# Caribbean Vacations Forums > St. Maarten/St. Martin Travel Forum >  >  boat accident

## didier

I heard something thru the grapevine that there was a boat accident between the island of anguilla and st. martin this morning, a few fatalities, and approx 12 survivors. anyone else hear anything?

----------


## andynap

Home  St. Maarten - St. Martin News  Anguilla Boat Accident leaves Several Dead--- Rescue workers continue to Search for Bodies and Survivors. (UPDATED)
Anguilla Boat Accident leaves Several Dead--- Rescue workers continue to Search for Bodies and Survivors. (UPDATED) 
Monday, 01 July 2013 13:29 SMN NEWS TEAM   .User Rating:  / 5 

PoorBest 
Marigot:--- Rescue operators from the French and Dutch side of the island are busy searching for the bodies of persons that were on a boat travelling between Anguilla and St. Maarten. An agent of the Prefecture of St. Martin said that the boat got into an accident around 01am Monday morning. The agent said that some bodies were found but sea rescue are still busy looking for more bodies and or survivors.
A press release from the Prefecture of St. Martin states that a boat carrying about 20 passengers got into an accident early Monday morning between the islands of Anguilla and St. Martin. Currently the Dutch Coast Guards, Sea Rescue and the Brigade Nautique and the Gendarmerie are coordinating the search and rescue mission.
The helicopter and divers are in the area as they continue with the search and rescue mission and to recover the ill-fated vessel. The press release further states that three persons perished in the accident, 12 survivors are in stable condition at the Louis Constant Fleming Hospital, while missing persons are between six to three persons. Chief of the cabinet of the Prefecture DOLIGEZ Matthieu told SMN News that he could not divulge much information on the accident and the victims because the investigation is still ongoing. Doligez refused to say if the captain of the boat was found and if the boat was involved in human trafficking. The chief of cabinet even refused to release the nationalities of the victims and survivors that were on the boat.
SMN News also asked Doligez if the Dutch police were in contact with them since they are in search of three prisoners that escaped from the prison cells next to the Philipsburg Police Station last Sunday. Doligez said the Dutch police are in contact with the Gendarmerie but so far there is no solid information that they can share with their counterparts.

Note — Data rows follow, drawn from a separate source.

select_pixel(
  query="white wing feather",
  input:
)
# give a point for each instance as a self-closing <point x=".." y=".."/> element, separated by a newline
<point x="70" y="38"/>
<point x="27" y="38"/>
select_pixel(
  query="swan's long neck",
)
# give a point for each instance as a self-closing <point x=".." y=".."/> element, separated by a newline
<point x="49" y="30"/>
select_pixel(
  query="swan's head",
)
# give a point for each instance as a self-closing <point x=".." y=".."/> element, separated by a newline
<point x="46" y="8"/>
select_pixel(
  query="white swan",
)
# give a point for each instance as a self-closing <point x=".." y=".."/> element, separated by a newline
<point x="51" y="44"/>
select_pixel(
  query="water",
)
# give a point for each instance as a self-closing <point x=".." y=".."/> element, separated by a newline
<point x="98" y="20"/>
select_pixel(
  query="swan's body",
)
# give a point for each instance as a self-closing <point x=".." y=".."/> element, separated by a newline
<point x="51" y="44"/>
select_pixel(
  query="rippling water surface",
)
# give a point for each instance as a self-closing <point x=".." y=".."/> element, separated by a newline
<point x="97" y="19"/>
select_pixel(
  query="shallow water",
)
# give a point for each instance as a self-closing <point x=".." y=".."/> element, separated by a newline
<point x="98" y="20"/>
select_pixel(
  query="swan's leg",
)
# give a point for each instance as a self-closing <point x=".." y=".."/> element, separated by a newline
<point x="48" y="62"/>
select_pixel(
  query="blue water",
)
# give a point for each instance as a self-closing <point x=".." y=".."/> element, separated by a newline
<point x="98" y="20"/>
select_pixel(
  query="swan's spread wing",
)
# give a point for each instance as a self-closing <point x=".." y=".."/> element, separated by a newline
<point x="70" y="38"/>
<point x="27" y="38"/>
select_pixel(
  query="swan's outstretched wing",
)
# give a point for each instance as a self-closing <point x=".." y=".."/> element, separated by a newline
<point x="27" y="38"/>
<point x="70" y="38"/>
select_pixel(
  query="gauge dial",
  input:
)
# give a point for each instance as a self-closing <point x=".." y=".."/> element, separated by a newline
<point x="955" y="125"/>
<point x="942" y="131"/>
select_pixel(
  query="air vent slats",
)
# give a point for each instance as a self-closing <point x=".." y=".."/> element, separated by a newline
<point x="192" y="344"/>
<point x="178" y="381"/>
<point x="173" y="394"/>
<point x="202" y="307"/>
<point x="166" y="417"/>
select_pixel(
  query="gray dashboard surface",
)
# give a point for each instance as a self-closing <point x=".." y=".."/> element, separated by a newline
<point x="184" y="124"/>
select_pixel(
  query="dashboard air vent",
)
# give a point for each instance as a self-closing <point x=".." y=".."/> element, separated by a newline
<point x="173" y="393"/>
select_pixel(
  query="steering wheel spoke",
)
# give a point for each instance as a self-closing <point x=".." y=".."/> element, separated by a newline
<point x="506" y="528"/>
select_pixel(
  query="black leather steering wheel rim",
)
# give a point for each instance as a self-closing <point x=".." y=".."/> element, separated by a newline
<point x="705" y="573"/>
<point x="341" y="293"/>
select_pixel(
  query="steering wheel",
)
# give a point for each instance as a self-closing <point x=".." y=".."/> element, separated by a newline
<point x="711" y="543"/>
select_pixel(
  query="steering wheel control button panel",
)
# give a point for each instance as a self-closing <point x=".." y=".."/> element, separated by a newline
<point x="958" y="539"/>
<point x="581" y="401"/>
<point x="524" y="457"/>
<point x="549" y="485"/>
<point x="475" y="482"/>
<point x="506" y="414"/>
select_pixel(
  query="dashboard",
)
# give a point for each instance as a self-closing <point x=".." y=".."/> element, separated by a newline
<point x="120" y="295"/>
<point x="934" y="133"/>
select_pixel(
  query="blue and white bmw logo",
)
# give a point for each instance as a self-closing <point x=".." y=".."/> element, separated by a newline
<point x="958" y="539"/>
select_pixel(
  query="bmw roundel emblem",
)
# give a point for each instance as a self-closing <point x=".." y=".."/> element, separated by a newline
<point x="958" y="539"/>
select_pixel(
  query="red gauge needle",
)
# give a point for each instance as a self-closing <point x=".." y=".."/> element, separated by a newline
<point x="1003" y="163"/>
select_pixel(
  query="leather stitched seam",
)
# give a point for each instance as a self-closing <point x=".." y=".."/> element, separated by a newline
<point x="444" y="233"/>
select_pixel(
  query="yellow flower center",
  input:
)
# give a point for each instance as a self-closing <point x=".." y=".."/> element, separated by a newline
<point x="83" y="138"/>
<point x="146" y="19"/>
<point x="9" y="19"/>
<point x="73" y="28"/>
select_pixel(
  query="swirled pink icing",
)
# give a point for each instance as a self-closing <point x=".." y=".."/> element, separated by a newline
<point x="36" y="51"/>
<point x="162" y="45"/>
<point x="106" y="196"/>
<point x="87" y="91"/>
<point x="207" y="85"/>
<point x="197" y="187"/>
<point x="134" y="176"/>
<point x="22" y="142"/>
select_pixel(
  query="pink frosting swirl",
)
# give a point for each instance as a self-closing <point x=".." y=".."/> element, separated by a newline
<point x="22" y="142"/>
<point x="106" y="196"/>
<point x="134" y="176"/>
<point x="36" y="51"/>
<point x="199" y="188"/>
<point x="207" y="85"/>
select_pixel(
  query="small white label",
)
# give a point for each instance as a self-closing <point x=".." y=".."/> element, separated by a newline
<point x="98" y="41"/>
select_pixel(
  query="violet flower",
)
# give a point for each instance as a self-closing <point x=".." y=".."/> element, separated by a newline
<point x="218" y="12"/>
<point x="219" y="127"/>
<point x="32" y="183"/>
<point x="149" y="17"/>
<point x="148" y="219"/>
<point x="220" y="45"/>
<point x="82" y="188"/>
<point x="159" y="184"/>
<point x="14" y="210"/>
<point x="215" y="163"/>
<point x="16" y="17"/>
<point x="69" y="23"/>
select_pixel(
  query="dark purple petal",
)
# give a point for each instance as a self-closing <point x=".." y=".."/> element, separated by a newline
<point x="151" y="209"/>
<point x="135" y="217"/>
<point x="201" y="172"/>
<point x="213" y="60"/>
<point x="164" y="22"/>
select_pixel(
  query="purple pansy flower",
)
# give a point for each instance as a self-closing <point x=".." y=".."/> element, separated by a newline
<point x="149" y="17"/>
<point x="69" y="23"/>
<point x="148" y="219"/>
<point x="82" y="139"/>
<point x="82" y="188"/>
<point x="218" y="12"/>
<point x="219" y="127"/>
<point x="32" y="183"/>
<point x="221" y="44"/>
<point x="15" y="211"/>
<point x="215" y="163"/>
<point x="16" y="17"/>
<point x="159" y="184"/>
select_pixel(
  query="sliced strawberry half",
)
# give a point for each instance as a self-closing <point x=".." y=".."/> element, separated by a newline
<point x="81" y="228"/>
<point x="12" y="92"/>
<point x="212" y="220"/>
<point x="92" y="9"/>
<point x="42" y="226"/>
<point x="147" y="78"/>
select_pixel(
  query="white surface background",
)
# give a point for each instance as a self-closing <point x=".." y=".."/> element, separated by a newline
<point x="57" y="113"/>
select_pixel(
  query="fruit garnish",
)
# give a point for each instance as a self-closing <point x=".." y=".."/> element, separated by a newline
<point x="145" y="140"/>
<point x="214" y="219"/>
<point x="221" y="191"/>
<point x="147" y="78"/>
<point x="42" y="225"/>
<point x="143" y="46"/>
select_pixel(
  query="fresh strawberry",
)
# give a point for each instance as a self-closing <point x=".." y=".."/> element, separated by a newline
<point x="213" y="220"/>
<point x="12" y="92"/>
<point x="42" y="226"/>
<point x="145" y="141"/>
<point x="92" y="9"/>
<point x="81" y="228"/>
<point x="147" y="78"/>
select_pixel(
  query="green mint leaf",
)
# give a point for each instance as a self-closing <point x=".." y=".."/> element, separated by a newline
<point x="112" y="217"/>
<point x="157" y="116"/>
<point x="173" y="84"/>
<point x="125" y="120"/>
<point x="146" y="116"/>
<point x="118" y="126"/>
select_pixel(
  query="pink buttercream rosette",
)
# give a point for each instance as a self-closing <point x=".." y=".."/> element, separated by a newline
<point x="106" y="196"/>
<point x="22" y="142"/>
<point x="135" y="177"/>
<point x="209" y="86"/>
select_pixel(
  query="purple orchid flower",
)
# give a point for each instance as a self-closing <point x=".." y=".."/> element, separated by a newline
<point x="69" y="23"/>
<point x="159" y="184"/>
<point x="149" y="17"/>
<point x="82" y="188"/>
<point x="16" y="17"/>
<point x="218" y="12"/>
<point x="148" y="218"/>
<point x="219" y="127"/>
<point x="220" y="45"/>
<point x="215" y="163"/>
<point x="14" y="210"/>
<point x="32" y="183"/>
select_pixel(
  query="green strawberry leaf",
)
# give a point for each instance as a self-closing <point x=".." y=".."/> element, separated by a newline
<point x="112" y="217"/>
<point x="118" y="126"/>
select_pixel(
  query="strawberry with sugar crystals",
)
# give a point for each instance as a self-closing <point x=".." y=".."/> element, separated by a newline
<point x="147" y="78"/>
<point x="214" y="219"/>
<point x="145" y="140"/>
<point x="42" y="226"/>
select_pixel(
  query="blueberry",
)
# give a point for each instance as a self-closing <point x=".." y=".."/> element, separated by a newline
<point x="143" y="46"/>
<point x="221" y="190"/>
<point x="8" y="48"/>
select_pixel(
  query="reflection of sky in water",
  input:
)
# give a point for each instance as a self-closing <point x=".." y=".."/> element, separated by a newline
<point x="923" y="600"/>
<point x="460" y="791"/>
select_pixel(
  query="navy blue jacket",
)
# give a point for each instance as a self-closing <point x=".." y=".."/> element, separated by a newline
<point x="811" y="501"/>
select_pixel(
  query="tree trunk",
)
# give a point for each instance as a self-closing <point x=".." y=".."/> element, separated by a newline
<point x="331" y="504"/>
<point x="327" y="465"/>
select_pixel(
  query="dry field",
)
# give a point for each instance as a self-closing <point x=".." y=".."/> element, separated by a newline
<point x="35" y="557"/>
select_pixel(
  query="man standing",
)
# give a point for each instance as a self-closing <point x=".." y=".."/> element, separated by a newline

He said as soon as they have more information a second press release will be sent out with additional information.

SMN News further learnt that the ill fated boat is "GOD IS GOOD" and it is registered to someone by the name of Koolange residing on the Dutch side of the island

----------


## NHDiane

Wow, this sounds like a pretty good mystery...."human trafficking"?  "escaped prisoners"? "six to three still missing"?  I'll be curious to read the followup reports to this. Thanks for posting Andy

----------


## andynap

Someone posted they knew the captain and the boat was going to St. Thomas.

----------


## MIke R

*"An agent of the Prefecture of St. Martin said that the boat got into an accident around 01am Monday morning."*

my Dad used to say to me when I came home  in the wee hours of the night  in his cross examination, that "not much good or legal happens after midnight - unless you re at work"....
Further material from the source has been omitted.